Inner Retreat
L: I've just finished a retreat at a meditation center
and I am having some difficulty adjusting to the outside world. It was so tranquil in the
center that I find it very difficult to cope with the sights and sounds and all the
confusion outside. How can one cope with the transition?
Thynn: Your experience is
not unusual. Many people find themselves in the same kind of situation
when they first leave a meditation center. In the retreat, conditions
for peace and quiet are established, and meditation can be practiced
without disturbance. While you are in the retreat, you become temporarily
conditioned to these quiet circumstances. So when you come out,
you find the bombardment of the sights and sounds difficult to handle.
L: How can one better cope with the transition?
Let's look at how your mind functions inside and outside
the retreat. When you were in the retreat, you were practicing mindfulness intensively.
Your mindfulness was in a very high gear. When you came out, you probably left the
mindfulness behind, didn't you?
L: Ha! I actually did.
There you are! As soon as you left the retreat, you changed
gear. You let you mindfulness go and you were back to your old unmindful state. When you
are suddenly faced with the confusion in the outside world, you find it difficult to
handle. The difficulty arises because you separate meditation from daily experience.
Actually, the mindfulness you have learned in the retreat should equip you better to face
the outside world.
L: How's that?
Well, first you must overcome the impression that
mindfulness can only be practiced in the retreat and at a particular time and place. This
conditioning renders it difficult for anyone to bridge the gap between the retreat and the
outside world. In the retreat, you have learned to be mindful sitting cross- legged with
your eyes closed. Now that you are out of the retreat you can practice the same kind of
mindfulness, but you have got to be able to do it with your eyes open, while you deal with
a myriad of problems and bombardments.
L: Isn't that difficult?
Nothing is too difficult if you know how. Probably the
first thing you learned in the meditation retreat was how to be in the present moment. You
can also practice that outside. You can be mindful of everything you do - cooking, washing
up, bathing, driving, walking. You can be mindful of just about anything.
Not only that, but in the retreat you invariably learn to
watch your mind like a witness, without likes and dislikes. In daily life you can watch
your mind like a witness in the same way. You can watch your aversions to sights and
sounds as they come to you.
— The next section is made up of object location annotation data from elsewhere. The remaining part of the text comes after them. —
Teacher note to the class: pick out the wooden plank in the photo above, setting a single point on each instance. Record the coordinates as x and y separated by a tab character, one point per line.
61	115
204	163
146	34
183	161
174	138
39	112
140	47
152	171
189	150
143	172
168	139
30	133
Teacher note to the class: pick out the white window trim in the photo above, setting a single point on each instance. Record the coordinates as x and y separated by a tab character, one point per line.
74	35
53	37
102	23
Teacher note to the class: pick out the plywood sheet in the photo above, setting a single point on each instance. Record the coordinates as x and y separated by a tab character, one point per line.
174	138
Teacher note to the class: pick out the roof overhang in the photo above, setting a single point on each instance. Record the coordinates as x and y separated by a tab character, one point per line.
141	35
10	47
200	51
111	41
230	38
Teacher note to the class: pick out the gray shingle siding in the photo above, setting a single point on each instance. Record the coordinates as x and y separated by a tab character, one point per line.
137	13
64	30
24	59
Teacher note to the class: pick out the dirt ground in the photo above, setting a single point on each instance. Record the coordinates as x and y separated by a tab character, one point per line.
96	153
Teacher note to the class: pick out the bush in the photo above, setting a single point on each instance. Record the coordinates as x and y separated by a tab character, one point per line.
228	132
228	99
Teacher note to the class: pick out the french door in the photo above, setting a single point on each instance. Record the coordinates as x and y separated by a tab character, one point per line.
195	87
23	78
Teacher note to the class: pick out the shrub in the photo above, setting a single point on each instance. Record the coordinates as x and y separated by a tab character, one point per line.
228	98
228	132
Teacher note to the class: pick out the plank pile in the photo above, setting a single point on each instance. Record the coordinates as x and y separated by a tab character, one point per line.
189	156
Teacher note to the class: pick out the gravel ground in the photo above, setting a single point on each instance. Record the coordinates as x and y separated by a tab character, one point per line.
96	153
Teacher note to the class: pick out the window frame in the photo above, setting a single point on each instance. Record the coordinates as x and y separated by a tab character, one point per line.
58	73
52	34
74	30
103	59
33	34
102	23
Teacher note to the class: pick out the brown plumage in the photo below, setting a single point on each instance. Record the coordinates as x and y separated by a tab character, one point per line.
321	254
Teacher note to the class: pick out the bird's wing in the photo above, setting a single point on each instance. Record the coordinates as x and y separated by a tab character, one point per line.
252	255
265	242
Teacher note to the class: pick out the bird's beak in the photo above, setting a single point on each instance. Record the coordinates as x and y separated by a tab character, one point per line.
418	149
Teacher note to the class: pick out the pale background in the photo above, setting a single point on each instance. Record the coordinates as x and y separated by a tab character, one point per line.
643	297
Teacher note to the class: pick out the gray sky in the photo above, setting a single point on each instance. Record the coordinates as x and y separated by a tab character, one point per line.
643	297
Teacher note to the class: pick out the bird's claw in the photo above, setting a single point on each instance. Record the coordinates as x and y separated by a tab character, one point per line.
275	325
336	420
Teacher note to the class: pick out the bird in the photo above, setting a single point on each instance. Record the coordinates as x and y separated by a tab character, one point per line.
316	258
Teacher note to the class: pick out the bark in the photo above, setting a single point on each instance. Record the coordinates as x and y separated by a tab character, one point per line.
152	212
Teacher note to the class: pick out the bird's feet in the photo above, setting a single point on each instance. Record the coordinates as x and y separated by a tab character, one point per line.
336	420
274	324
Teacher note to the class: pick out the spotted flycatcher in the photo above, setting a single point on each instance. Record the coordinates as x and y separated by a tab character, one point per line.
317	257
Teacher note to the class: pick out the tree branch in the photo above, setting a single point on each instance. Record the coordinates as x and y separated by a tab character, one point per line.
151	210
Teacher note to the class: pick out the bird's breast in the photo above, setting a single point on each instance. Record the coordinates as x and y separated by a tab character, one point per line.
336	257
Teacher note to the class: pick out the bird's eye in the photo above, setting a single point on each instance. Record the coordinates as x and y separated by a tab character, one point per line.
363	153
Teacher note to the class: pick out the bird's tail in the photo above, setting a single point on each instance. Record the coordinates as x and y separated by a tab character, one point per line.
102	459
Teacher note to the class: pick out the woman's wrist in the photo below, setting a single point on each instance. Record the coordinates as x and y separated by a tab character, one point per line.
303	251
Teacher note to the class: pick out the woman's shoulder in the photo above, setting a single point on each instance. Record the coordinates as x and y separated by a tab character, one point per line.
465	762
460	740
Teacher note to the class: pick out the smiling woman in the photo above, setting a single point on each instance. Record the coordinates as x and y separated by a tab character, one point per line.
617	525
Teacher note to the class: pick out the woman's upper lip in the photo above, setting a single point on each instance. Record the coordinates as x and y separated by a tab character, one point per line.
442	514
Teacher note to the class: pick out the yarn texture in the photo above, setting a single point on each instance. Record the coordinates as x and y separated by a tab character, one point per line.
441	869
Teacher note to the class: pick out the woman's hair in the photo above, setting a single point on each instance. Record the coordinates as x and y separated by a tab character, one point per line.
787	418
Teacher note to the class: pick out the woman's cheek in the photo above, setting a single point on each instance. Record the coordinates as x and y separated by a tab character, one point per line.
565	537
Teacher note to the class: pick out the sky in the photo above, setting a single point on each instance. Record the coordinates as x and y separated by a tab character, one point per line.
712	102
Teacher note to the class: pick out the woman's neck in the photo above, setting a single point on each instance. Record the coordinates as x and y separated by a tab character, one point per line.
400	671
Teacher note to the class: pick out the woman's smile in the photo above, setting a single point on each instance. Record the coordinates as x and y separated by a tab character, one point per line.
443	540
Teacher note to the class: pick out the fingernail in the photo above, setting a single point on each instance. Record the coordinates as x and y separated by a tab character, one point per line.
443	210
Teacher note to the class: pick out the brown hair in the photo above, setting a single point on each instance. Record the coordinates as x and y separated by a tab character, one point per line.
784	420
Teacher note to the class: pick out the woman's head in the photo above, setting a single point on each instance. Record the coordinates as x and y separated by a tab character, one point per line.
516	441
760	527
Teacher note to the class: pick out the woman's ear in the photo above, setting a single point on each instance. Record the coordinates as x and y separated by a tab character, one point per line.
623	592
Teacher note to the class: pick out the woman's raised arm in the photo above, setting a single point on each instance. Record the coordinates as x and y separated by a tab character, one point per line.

Let them come and let them go. Be equanimous to your feelings
about the outside world, and your equanimity will overflow to the outside world itself as
well.
As you are witness to your own reactions to the outside
world, you will also become a witness to the sights and sounds, and not be so disturbed by
them. When you become quite good at this, you will actually be living with an inner
retreat whatever your circumstances, whether quiet or not. All the world may go round and
round, but your inner world will be still and you will find you
won't need a separate time and place to meditate.
L: What about setting up a time to practice at home in
the course of the day.
It is fine to do that if you can be equanimous about that
set period of practice. You see, what happens with most people is that they become
dependent on that meditative practice and find they cannot function the whole day properly
if they do not have the chance to sit and meditate in the morning.
L: Why is that?
It is a form of conditioning like everything else. It is
like being addicted to the morning cup of coffee or tea. You can become addicted to
meditation also. Although this is definitely not a bad conditioning per se, there are many
subtleties that one must be aware of in meditation. The mind is very tricky, and one must
always be aware of how the mind can be trapped.
L: Then what does one do in such circumstances?
The most important thing is to develop equanimity toward
your own practice. It may be the most difficult thing to do because, like everything else,
one becomes attached to the meditative practices. We learn to be equanimous with other
things, but forget to be so with our own practice.
L: If we can be equanimous with our practice, will it
be possible to set aside a time for meditation and yet maintain an equilibrium through out
the day?
That will be possible if you can be equanimous
and at the same time mindful outside the practice session. Then
you can be good at meditating, both in and out of the set period.